Del distrutto convento delle teresiane oggi, purtroppo, l'unica testimonianza resta la chiesa che conserva la ristrutturazione gioffrediana. Davanti al convento esisteva uno "spiazzo" (come viene definito nella pianta) utile sia per vincere il dislivello stradale esistente, sia per disimpegnare gli ingressi alle quattro differenti strutture che svolgevano, evidentemente, funzioni diverse : la chiesa, il convento delle teresiane, quello delle monache della Solitaria e quello dei frati. Un'articolata impaginazione architettonica chiudeva questo luogo all'aperto salvaguardando così le religiose dagli sguardi delle case vicine. Una scala, con vari rampanti in parte ancora oggi conservati, collegava i due ampi giardini appartenenti alle religiose.

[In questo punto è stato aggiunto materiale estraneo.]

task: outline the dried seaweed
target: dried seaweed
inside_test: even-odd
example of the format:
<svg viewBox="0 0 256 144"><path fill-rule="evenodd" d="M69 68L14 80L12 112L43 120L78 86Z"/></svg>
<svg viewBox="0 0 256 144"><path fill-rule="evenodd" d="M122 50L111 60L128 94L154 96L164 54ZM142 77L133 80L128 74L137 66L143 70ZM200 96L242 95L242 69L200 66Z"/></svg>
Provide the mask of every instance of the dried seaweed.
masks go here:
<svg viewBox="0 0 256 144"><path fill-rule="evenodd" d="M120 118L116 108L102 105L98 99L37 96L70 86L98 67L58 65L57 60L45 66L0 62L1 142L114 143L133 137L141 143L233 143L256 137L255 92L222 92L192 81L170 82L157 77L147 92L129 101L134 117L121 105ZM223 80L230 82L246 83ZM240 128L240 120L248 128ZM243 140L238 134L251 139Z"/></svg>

Non è possibile stabilire con esattezza in che cosa sia consistito l'intervento del Gioffredo, rispetto ai successivi interventi del già ricordato architetto del Gaizo oltre all'impegno dell'ingegnere del convento Pasquale Manzo, progettisti per i quali la documentazione di Archivio non chiarisce del tutto il lavoro svolto. Da una lettura architettonica siamo portati a credere che, oltre alla chiesa, tutto il complesso organizzato intorno ai tre portici, di cui quello affrescato corrisponde all'attuale ingresso alla struttura universitaria, sia opera dello stesso Mario Gioffredo il cui maggiore impegno fu, comunque, rivolto alla chiesa nella quale realizzerà un ambiente di grande suggestione spaziale ma, soprattutto, di notevole ricchezza decorativa. Nel 1766 le religiose realizzarono il completo ammodernamento delle loro strutture aggiungendo il pronao, organizzato con un ordine corinzio gigante e concluso con un piano attico in cui si aprono ampie finestre. Questo ambiente, sulla cui volta nel 1784 Vincenzo Diano affrescò la Glorificazione della Chiesa, immette nella chiesa che oggi, con pochi altri ambienti dell'ex convento, è sede dell'associazione musicale "Pietà dei Turchini". La tipologia della chiesa è determinata da un'aula unica con quattro altari addossati alle pareti e da un'abside semicircolare.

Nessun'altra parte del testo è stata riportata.